The first SWAT team was formed in Los Angeles in 1967, just one year after Whitman’s rampage. The idea was simple: create a specially trained unit that could respond to high-risk situations—mass shootings, hostage crises, active threats. Tactical, targeted, and used sparingly. In theory.
But theory has a way of becoming dogma in American policing. And by the 1980s, SWAT wasn’t just a backup plan—it was a frontline tool. As the War on Drugs gained momentum, the mission shifted. Suddenly, SWAT teams were no longer waiting in the wings for the next tower sniper. They were battering down doors to serve low-level drug warrants.

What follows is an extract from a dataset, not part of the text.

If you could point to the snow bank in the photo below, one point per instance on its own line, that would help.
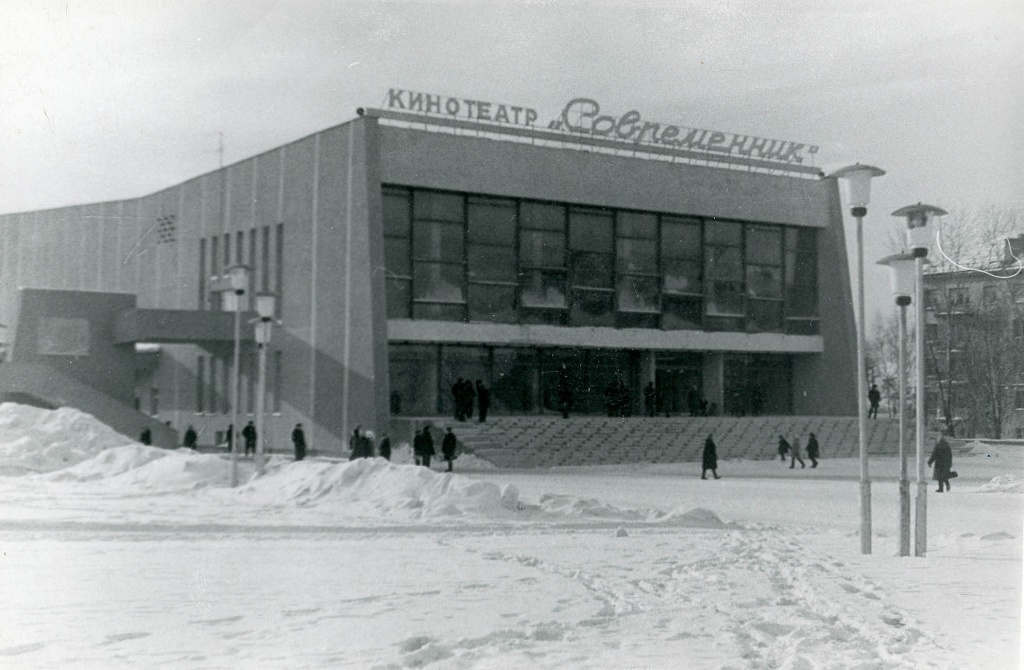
(1004, 484)
(34, 440)
(373, 487)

By the 2000s, that drift had become routine. According to data from the ACLU, up to 80% of SWAT deployments today are used for executing search warrants—mostly for nonviolent drug offenses. In Utah, it’s 83%. In Maryland, more than 90% of SWAT deployments were for simple searches, with roughly half targeting nonviolent offenses. The kind of danger that Whitman represented? That’s only about 7% of all SWAT activity nationwide.
We were told that militarization would make us safer. But instead of neutralizing active shooters, SWAT teams are often used to raid homes in the middle of the night, throw flashbang grenades into children’s rooms, and enforce drug laws that disproportionately target poor and Black communities. It’s no coincidence that some of the most high-profile tragedies—Breonna Taylor’s death among them—involved these very tactics.
What began on a tower in Texas has rippled into neighborhoods across the country. The fear of one man with a rifle turned into a justification for thousands of men with battering rams. Instead of keeping Whitman’s horror contained, we used it to scale up the kind of policing that treats everyday homes like war zones.
This isn’t to say that tactical response units have no place. But when 3 a.m. drug raids become more common than responses to actual violent threats, something’s gone wrong. We’ve allowed a reactive logic—rooted in a single day’s terror—to shape decades of policy. And in doing so, we’ve lost the thread.
As we mark another year since the Whitman shooting, we should remember not just the lives lost, but the choices made in its aftermath. The rise of SWAT was a decision. Its expansion into routine drug policing was a decision. And continuing down this path is a decision.
It’s not too late to make a different one.